送配電網の維持、運用に係る費用について、これまで小売電気事業者が託送料金として全額負担してきたが、その一部について発電側に求める「発電側課金」(発電側基本料金をその後の進捗により発電側課金に名称変更、タイトル名も発電側課金とした)については、2024年4月の開始に向けてのルール(電取委制度設計専門部会 中間とりまとめ案2023.2.20を公表)がほぼ固まった。ここでは、「発電側課金」の概要について紹介する。

【発電側課金とは】

発電側課金は、系統を効率的に利用するとともに、再エネ導入拡大に向けた系統増強を効率的かつ確実に行うため、現在、小売事業者が全て負担している送配電設備の維持・拡充に必要な費用について、需要家とともに系統利用者である発電事業者に一部の負担を求め、より公平な費用負担とするもの。

【課金対象】

  • (1)発電側課金については、系統に接続し、かつ、系統側に逆潮させている電源全てを課金対象とすることを基本とする。ただし、系統側への逆潮が10kW未満(例:住宅用太陽光発電)と小規模な場合は、当分の間、課金対象外とする。
  • (2)発電側課金の導入が再エネの最大限の導入を妨げないよう、FIT電源等の取扱いについて、資源エネルギー庁の審議会において整理がなされた。
    • ・既認定FIT/FIP については、調達期間等が終了してから発電側課金の対象にするとのこと(認定期間中のみ対象外)
    • ・新規FIT/FIP については、調達価格等の算定において考慮(通常要する費用として認め交付金で賄う、全額かどうかは論点として残っている模様)

【課金方法】

発電側基本料金(その5)で解説している通り、kW課金(固定料金)とkWh課金(従量料金)の組み合わせで実施することが既に決まっており、kW課金とkWh課金の比率は1:1としている。

現行案と見直し案について
(電力・ガス取引監視等委員会 第54回 制度設計専門部会2021.1.25配布資料より抜粋)
現行案と見直し案について

(発電側課金の設定)

  • ・発電側・需要側の両方で等しく受益していると考えられる上位系統(基幹系統及び特別高圧系統)に係る固定費の一部(発電側と需要側の課金対象kWで按分したもの)を発電側課金で回収することとしている。
  • ・2015年度実績によると上記固定費(10社合計)は、1兆4208億円であり、発電側課金の規模のイメージとしては、年間約5333億円程度で託送料金の1割程度となる。

【割引制度】

発電側課金は、系統増強費用の確保を目的としているため、系統への影響が少ない立地地点の電源については割引を受けられるとしている。割引の規模は、地点によって異なるが系統増強の影響が少ないエリアに電源を誘導する狙いもある。

【参考】

FIT電源の買い取り期間が終了した場合の負担単価のイメージは以下の通りであり、従来と比べて設備利用率が低い電源の負担率は軽減している。費用負担のイメージとしては、例えば、風力発電の見直し後の負担単価は0.72円/kWhでありFIT調達価格(2022年度上限額16円/kWh)と比較すると総発電量の約4.5%以上を発電事業者が負担するイメージとなる。

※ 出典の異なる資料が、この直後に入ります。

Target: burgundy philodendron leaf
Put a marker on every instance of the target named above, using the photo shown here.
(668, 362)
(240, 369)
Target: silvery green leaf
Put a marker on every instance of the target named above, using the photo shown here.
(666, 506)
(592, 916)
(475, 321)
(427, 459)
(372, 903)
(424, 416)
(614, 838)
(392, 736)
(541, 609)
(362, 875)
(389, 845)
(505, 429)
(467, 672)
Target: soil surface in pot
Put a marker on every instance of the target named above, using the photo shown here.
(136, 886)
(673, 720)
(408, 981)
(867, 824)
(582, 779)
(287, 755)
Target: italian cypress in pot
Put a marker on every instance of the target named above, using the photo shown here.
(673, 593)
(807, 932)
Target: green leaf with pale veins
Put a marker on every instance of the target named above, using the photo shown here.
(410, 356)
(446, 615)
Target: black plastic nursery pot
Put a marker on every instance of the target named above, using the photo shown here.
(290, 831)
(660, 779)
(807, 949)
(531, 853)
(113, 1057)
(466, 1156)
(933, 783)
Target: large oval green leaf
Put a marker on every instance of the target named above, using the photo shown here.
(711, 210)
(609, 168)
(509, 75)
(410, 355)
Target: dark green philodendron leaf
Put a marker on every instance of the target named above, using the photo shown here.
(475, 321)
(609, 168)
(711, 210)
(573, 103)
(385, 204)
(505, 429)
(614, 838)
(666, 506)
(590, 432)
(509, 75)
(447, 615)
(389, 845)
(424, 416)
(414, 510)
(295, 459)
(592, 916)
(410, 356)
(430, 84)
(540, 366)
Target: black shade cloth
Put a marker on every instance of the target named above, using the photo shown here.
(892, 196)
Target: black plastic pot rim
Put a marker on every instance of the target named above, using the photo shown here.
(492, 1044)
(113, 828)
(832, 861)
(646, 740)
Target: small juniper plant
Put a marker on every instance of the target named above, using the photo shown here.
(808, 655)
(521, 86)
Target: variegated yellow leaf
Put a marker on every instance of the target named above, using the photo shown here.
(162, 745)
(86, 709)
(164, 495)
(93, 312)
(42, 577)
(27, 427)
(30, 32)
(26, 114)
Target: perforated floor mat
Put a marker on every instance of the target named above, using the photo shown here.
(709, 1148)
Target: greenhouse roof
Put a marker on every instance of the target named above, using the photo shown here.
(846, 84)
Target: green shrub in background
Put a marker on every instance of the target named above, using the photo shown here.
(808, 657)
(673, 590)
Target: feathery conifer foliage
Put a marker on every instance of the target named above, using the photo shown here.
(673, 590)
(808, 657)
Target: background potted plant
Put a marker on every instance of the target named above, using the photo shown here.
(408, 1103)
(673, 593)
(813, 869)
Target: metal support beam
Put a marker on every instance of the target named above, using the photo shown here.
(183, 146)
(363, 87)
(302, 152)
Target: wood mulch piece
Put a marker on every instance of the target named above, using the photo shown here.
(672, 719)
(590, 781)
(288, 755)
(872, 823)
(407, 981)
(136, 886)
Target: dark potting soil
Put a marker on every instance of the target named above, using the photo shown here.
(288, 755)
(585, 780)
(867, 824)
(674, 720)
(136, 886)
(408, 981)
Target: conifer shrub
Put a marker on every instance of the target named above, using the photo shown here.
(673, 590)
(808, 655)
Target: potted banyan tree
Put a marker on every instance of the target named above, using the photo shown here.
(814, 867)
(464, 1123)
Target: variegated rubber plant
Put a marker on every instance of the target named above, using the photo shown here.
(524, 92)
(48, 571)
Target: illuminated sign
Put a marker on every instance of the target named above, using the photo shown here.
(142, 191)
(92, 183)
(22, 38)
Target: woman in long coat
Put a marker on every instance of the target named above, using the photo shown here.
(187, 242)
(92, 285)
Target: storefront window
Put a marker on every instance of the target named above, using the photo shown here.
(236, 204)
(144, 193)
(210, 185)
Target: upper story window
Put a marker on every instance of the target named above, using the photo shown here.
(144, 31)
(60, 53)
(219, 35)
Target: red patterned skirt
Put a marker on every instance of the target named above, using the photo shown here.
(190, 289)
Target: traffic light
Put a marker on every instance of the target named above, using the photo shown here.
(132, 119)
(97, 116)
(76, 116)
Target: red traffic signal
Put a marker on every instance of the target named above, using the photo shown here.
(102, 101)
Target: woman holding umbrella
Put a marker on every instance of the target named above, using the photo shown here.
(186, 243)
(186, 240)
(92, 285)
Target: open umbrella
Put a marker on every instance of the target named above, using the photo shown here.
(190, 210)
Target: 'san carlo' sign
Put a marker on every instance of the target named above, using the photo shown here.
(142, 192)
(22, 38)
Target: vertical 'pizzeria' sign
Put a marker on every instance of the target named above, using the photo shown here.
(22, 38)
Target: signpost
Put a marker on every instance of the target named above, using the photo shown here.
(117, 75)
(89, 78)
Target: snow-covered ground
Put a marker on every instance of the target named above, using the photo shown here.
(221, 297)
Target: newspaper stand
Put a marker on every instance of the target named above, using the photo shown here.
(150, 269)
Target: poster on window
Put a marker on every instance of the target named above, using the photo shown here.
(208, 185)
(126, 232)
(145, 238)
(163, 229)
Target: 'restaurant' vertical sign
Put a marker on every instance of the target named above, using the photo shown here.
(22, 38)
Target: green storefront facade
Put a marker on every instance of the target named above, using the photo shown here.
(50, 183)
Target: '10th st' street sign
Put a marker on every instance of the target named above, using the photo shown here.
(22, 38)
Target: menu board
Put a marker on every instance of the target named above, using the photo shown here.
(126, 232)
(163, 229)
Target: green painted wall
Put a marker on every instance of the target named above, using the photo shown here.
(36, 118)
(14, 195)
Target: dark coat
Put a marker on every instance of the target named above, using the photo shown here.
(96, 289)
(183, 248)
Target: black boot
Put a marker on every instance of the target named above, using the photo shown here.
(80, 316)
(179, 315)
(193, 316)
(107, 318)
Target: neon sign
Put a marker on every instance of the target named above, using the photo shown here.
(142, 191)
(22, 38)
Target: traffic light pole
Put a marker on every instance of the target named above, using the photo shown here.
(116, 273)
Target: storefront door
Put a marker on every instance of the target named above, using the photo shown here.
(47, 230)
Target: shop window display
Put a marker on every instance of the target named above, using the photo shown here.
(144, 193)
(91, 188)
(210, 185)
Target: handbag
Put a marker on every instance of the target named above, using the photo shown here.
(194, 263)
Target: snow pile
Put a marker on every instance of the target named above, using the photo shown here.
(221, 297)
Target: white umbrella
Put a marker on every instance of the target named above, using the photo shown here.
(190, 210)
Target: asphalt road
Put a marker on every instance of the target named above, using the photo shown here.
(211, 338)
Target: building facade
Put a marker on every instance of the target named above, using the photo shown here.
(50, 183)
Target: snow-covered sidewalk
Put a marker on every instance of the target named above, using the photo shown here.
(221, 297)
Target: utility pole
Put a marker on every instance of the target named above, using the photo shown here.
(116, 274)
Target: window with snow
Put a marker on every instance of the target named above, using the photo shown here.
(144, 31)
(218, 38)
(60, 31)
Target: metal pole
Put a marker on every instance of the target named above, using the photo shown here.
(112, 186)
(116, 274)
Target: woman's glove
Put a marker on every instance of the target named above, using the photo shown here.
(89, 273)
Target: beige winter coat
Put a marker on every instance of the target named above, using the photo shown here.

FIT切れと同時に課金によってコストが増えることにより事業を継続しない事業者が増え、再エネ普及の妨げとならないよう配慮すべきと考える。

各再エネ電源における見直し前後の負担単価イメージ
(電力・ガス取引監視等委員会 第54回 制度設計専門部会2021.5.12配布資料より抜粋)
各再エネ電源における見直し前後の負担単価イメージ

発電側課金については、6次エネルギー基本計画(2021.10)において「導入の要否を含めて検討を進める」とされており、その導入について振り出しに戻ったが、ようやく導入時期を2024年度と定めるとともに課金制度の骨格が決まった。現在、中間とりまとめ(案)は、パブリックコメントを終え、経済産業大臣に建議することとなっている。

今後は、2024年度の開始に向けてルールの整備を行うとともに発電事業者への周知が徹底されることを期待したい。